As expected I was made aware of the situation that prevented me from enjoying my freedom. The criminals and illegal settlers in Nuigo settlement have been holding the locals and landowners at ransom. Family members are constantly harassed and intimidated every day. School children go to school every day against the intimidation and harassment from the youths of the settlement. The same thugs are hell bent on intimidating everyone who refuse to acknowledge them.

 

I decided to stay with my father in the house for next few days without venturing into Wewak. The situation was perilous I had to ask family and friends to help me with transport in and out of the my home.

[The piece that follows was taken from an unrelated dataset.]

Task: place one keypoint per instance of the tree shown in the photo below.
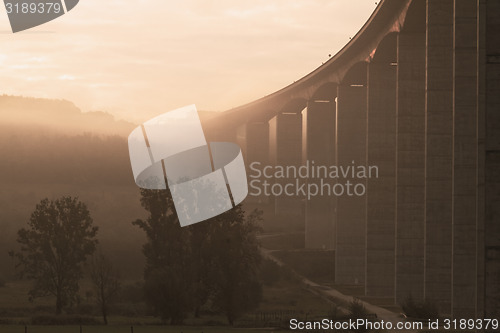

My freedom is no longer a guaranteed right. I was denied my freedom of movement by thugs and common criminals taking refuge in Nuigo settlement.

 

Wewak landowners' freedom is held to ransom by the illegal settlers living in these settlements. The issues of settlements are swept under the carpet by the leadership of the province. Leadership in Wewak and the province must be measured by the appropriate actions taken to address the law and order issues among other underlying issues.  Failure in leadership to address the settlement problem, its twin imperative of law and order problems, consumption and abuse of illegal drugs and alcohol, and the lack of consultative urban planning together with local landowners has given rise to the explosive situation witnessed in Wewak at this time. 

 

A small start such as having a community police station build at Tangugo can help minimize the risk I am talking about here.

 

I want to return home to help my family but with the volatile situation and ugly law and order problems arresting the very core of my existence there is no point in returning home.